Live,
Hot'n'Blue
J.J. Milteau
Universal Music France
ean-Jacques Milteau, (J.J. semble faire plus américanisé) est musicien du blues, originaire de Paris avec une âme noire, trempée dans le marais de Louisiane. Il apprécie « le temps partagé » qui est la quintessence « de l'irremplaçable caractère de la musique live. » Donc, M. Milteau a sorti son treizième album intitulé Live, Hot n'Blue, une compilation des enregistrements en direct avec des musiciens bien choisis. Ceux qui imaginent une œuvre immergée dans des rythmes tempérés de la nuit à la Blue Note, se trompent drôlement, car cet album est bien le contraire : l'art de Milteau se retrouve dans la chaleur d'un artiste pur-sang qui transforme ses moyens en centrale thermique et secoue les puces chez son audience. Moyens traduits par gouttes de sueur, brûlure des notes, extension des cordes vocales avec une grande portion de passion pour la musique qui fait du bruit et qui laisse vibrer nos contemporains les plus crispés.

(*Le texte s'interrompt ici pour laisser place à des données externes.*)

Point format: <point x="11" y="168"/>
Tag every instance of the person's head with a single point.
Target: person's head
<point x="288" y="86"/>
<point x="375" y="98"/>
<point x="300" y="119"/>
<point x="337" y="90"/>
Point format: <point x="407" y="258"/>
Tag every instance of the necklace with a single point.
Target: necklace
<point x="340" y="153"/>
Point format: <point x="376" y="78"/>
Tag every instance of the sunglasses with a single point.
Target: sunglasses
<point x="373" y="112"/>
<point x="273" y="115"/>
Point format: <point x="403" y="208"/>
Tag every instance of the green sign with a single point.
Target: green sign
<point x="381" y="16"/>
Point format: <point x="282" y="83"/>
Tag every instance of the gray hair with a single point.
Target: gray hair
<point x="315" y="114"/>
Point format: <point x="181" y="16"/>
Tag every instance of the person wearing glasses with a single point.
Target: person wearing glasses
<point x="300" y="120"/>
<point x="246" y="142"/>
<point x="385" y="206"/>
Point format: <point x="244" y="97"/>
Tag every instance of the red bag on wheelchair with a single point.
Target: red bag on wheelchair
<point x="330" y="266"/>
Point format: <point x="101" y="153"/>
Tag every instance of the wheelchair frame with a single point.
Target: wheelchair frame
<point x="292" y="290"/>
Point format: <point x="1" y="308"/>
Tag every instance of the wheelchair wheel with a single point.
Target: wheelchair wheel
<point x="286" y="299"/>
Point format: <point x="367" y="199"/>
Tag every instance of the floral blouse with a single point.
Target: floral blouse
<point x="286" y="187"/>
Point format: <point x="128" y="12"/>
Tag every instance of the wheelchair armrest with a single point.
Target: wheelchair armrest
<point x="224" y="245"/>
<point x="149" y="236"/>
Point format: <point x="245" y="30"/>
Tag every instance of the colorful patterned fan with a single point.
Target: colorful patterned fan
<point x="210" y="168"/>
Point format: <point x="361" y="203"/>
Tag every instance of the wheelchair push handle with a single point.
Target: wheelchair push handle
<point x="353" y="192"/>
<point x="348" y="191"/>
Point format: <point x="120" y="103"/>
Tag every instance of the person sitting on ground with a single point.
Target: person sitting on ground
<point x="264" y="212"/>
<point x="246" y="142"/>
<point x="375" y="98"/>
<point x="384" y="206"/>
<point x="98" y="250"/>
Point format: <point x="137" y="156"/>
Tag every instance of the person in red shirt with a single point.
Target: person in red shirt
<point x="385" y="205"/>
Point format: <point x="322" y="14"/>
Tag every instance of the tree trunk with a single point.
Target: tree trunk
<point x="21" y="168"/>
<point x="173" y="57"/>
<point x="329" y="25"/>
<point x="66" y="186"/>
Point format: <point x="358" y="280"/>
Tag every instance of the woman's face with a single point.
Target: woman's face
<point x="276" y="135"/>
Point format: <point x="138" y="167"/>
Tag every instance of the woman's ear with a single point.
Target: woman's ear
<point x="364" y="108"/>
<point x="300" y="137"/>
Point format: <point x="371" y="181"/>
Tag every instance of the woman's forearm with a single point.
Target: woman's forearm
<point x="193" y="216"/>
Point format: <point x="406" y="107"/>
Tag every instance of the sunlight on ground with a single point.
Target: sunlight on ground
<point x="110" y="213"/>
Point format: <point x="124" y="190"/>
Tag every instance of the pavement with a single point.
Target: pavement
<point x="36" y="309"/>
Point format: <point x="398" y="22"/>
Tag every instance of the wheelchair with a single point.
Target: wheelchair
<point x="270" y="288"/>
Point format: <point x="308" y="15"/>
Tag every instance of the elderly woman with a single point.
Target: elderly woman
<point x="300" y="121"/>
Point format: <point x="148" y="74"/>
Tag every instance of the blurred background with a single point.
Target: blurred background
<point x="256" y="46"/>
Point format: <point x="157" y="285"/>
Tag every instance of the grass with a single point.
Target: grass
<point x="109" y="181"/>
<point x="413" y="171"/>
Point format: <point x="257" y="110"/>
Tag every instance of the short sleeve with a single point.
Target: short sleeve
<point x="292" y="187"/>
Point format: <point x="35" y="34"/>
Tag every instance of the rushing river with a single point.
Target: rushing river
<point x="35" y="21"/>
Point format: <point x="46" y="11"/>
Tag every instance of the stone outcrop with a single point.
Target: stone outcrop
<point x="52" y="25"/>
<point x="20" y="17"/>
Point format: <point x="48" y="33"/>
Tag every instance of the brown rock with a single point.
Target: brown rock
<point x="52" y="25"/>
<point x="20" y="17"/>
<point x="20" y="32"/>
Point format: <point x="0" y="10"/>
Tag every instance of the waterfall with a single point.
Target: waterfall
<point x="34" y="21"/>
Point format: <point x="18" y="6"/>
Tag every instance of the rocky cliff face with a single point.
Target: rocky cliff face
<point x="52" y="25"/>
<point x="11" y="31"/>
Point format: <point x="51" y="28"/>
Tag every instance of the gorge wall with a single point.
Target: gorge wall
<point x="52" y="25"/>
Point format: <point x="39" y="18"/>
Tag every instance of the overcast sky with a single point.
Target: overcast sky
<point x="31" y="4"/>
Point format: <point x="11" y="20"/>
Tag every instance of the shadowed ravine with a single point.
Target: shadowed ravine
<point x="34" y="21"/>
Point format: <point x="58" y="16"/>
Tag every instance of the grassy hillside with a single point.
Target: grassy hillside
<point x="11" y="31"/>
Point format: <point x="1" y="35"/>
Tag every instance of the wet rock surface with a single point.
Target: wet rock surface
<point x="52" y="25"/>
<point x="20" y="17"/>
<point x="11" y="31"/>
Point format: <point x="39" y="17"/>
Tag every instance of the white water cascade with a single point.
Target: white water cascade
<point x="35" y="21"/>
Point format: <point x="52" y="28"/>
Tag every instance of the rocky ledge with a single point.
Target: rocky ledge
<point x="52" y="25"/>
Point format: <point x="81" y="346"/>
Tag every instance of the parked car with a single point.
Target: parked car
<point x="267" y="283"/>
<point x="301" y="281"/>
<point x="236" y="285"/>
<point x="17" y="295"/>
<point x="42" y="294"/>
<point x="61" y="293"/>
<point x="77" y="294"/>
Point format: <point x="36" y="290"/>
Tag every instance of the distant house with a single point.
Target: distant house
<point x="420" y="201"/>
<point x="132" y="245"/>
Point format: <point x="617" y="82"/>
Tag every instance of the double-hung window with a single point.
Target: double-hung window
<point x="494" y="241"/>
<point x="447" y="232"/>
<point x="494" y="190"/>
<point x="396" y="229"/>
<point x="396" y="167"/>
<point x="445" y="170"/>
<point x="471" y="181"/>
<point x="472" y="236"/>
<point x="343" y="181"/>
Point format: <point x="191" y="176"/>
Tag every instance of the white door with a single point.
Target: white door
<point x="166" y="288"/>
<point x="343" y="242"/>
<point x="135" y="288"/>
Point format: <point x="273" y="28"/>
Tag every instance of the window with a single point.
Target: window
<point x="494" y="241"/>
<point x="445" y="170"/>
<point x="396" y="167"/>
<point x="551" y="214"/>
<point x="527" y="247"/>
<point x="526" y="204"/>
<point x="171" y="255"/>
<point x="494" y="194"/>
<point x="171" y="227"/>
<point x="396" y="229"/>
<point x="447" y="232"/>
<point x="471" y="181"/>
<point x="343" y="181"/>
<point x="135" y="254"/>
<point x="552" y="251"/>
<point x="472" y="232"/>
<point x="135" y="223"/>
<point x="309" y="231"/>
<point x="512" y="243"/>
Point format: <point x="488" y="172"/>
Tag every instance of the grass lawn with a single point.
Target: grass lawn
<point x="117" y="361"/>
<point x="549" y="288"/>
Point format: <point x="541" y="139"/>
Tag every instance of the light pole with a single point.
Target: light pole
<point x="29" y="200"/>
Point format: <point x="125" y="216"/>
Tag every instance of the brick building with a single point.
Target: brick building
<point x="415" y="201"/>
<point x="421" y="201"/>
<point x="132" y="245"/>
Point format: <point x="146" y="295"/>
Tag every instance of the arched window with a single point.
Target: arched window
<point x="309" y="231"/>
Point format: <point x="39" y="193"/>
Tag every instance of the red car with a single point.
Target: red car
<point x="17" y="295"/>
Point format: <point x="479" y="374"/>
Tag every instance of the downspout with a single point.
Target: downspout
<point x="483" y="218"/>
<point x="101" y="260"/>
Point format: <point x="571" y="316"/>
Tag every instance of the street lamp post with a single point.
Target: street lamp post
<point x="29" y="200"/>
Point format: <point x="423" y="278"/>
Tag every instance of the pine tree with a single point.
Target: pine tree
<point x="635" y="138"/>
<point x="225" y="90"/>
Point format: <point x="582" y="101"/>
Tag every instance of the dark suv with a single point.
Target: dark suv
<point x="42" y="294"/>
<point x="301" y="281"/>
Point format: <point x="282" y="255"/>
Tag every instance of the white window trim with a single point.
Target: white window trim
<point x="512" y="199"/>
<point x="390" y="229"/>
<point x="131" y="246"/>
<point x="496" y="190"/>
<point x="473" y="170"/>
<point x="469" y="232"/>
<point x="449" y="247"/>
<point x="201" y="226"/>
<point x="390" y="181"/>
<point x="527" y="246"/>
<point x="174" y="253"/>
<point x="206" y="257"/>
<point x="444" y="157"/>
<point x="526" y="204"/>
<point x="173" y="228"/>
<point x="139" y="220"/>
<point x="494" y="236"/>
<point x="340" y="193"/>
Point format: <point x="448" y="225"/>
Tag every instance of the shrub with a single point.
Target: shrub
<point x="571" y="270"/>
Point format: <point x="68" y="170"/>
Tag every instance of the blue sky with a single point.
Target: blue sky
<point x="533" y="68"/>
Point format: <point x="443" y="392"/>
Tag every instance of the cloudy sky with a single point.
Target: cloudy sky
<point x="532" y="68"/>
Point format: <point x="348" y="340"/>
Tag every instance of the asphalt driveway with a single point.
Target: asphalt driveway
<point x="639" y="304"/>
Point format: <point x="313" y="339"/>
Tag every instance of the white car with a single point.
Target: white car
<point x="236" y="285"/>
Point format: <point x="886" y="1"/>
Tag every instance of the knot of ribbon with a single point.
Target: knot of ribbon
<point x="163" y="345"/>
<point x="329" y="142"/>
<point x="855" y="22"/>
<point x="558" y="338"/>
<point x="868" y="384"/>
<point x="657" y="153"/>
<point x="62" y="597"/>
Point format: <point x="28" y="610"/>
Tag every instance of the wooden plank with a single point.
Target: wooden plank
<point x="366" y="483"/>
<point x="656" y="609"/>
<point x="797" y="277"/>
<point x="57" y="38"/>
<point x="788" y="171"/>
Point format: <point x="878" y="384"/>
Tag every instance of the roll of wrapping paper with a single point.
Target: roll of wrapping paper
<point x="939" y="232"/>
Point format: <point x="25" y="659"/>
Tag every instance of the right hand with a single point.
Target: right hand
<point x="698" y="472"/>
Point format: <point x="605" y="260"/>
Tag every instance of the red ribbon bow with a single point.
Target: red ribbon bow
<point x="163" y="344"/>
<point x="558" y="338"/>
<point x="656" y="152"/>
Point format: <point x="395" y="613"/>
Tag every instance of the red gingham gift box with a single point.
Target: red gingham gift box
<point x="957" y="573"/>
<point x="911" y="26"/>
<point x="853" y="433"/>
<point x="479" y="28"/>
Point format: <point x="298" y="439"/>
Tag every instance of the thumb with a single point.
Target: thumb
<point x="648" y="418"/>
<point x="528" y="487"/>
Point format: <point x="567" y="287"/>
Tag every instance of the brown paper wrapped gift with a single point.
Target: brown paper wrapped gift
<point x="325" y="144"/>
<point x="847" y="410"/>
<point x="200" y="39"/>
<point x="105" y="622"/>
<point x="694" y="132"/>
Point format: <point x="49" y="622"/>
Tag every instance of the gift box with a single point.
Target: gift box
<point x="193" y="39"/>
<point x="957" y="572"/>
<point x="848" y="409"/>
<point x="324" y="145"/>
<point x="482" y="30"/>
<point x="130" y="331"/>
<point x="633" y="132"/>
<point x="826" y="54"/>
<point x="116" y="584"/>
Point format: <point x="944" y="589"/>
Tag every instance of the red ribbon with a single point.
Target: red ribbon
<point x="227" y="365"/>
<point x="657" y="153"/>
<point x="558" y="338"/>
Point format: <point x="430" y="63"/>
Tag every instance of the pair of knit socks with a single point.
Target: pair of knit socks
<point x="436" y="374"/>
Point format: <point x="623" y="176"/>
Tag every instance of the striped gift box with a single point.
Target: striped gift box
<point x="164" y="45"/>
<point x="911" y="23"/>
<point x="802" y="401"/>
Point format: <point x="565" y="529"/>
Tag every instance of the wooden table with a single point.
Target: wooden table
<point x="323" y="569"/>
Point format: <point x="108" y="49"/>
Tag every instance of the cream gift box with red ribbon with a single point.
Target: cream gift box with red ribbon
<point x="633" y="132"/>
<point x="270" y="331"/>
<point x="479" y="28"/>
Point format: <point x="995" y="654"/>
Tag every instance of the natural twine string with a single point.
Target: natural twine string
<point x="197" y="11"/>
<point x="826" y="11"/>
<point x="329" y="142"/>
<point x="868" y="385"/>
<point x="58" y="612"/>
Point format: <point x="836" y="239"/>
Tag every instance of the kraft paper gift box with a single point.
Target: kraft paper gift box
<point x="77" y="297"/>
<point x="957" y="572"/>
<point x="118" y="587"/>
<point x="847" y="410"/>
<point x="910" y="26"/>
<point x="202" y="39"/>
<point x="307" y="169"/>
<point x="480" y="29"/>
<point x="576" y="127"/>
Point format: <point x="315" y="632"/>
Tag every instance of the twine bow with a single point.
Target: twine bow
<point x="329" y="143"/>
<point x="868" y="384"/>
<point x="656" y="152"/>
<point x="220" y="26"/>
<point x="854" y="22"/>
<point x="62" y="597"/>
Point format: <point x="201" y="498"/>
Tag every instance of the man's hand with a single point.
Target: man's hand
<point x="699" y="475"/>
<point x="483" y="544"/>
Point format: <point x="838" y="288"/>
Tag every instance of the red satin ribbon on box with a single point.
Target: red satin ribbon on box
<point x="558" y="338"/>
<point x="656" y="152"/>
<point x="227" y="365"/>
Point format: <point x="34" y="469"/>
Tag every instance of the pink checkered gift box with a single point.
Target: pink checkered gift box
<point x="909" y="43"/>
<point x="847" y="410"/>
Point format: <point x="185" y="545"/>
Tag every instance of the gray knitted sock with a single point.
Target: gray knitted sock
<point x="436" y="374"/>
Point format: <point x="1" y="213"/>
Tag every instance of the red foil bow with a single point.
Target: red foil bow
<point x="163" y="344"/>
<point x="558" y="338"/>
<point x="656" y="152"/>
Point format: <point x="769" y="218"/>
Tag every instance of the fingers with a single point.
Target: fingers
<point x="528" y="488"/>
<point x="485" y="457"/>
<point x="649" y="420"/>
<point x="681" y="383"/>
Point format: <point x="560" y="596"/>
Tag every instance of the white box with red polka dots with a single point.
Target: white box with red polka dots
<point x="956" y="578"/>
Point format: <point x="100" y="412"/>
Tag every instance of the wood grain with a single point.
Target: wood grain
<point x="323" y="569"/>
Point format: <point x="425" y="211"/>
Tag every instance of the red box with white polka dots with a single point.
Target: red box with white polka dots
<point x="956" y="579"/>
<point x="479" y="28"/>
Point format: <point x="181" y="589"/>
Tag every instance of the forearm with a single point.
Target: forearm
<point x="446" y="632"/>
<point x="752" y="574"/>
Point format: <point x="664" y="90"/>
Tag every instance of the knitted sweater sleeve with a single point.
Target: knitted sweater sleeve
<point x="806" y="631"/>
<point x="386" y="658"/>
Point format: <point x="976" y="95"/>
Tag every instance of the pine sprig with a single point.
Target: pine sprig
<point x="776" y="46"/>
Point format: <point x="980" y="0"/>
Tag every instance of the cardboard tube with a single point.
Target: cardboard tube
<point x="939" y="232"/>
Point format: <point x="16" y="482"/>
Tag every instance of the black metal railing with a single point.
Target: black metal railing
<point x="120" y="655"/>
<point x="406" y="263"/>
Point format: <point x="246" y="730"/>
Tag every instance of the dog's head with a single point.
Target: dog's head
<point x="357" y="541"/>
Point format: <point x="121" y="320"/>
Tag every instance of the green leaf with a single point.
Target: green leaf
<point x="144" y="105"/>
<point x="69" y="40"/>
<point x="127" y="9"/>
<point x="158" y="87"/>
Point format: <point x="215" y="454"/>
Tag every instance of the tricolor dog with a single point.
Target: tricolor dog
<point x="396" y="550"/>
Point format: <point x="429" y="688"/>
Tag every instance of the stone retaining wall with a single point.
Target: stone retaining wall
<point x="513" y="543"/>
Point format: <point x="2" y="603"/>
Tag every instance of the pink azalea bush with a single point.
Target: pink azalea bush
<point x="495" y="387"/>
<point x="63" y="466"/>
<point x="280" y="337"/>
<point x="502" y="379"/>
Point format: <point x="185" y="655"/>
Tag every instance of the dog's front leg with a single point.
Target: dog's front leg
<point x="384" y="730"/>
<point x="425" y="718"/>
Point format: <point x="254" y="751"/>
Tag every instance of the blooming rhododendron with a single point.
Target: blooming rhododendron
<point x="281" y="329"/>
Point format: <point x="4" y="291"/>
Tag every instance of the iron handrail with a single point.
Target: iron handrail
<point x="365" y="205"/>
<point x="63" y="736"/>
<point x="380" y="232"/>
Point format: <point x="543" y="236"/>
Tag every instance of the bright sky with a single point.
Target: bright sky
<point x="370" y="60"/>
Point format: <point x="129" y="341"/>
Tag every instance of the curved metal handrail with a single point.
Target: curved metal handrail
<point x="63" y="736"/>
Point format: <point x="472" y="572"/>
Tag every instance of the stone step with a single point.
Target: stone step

Son outil pour enthousiasmer auprès de son groupe d'accompagnement prestigieux est son harmonica. Quand Bob Dylan était le vent de l'ouest, Milteau est l'ouragan Katerina face au niveau de sa maîtrise avec une vitesse absurde, qui lui permet même de donner des cours pour cet instrument. De plus, il ne chante pas le blues comme Robert Johnson, mais plutôt comme lui-même, faire semblant d'être descendant direct de la capitale du Blues, Memphis à Tennessee. Un probable charme cachottier du centre du jazz européen (Paris) est pratiquement non évident, vu que le vrai blues âcre est toujours en transit. Ayant submergé ses racines culturelles, Milteau dit de lui-même qu'il s'est ouvert préférablement vers " le monde ", avant tout sur un niveau musical. Et ça s'écoute : Francis Marmande du Monde estima de cet album « un show parfait : gai, groove, grave, blues, rock en diable, mené par un dandy de banlieue…». Un jugement extravagant, bien qu'on ne puisse pas nier ses influences afro-américaines qui se rassemblent parmi ses propres compositions et ailleurs. Comme Ray Charles disait « Je suis aveugle, mais on trouve toujours plus malheureux que soi…», Milteau pourrait dire « Je suis français, mais on trouve toujours plus américain que moi…» en soulignant sa tendance passionnée vers le blues pur et épaissi.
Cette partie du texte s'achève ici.